Right now, in spring, this theme is still a pleasant one to take meaning from, and I see it touching some of my closest friends who are also like making metaphors. One friend posted a picture of a thistle sprouting up on her farm and hearkened it to a symbol of perseverance. Another friend’s daughter brought her a bouquet of these same wonderful yellow flowers alongside a bouquet of tulips and gave her pause to consider the beauty in all people. And the herbalists amongst my crowd, of course, fully appreciate the deeper wisdom of weed culture. Like I find comfort in a bowl full of sunshine, I find comfort in finding meaning, and I find even more comfort in seeing that this meaning is out there, rising from the earth, finding us all.
Come summer, we will be knee deep in weeds that will temper the growth of the plants we are purposefully cultivating in our fields if we don’t take the time to get rid of them. They will inevitably take on a different, less pleasing meaning then. But right now, in all their wild glory, they remind me that I have the blessing to be at ease. That really, I have the duty to enjoy it all. That this is the only proper response to a moment offered to you from this universe that is not wrought with hardship, not burdened or traumatized by forces outside your control. That by being in joy if I can, I am being most sympathetic to those who can not.
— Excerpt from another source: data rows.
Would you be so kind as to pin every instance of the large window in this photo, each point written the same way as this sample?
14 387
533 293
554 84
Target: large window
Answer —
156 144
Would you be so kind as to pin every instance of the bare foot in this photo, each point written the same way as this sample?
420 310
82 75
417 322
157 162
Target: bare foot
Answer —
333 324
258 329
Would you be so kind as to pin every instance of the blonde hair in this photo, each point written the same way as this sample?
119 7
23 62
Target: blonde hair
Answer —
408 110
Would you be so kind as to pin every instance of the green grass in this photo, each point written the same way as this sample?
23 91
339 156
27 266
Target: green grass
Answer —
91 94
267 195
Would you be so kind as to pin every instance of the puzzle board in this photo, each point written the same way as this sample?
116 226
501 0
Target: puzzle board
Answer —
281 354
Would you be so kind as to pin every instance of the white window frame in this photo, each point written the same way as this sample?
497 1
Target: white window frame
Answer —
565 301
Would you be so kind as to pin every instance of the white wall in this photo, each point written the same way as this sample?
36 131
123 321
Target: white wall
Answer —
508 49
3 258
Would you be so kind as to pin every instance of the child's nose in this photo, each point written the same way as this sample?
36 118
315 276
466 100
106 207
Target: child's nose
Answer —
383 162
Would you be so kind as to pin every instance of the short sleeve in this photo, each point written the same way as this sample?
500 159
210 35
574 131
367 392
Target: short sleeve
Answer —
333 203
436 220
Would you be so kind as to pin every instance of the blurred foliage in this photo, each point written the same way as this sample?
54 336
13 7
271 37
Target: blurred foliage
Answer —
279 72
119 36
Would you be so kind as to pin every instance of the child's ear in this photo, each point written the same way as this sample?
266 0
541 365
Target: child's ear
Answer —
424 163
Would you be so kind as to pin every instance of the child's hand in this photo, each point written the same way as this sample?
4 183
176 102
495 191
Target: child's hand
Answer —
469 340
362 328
Take your joy and do not be ashamed of it, because it is your moment. Find your care and concern for the world at large and those you know who need it–and yourself when it is your turn–from the deepest part of your joy. Then, abandon to the dandelions your more trivial concerns. This way, the weight of your worries can find their most realistic proportions weighed against the more strangling weeds that come into this world. We all have things to grumble about, and we are all legitimately and honestly free to experience them, but the perspective of weeds is this–most things are not as bad as they may appear.
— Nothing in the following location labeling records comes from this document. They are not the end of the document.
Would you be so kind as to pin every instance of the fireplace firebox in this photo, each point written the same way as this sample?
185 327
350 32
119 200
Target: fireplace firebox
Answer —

If we are not ourselves in the darkness of a deadly nightshade patch, then we should try to find our own surroundings as pretty as we can. We should take comfort in knowing that most everything around us in this world is useful and good and full of light, and then move forward from that point, that understanding. There is solace to be found such. There is, as this Wendell Berry poem so often comforts me with, peace to be found in these lessons of the wild. And there is, if you can look closely, sunshine amongst the weeds.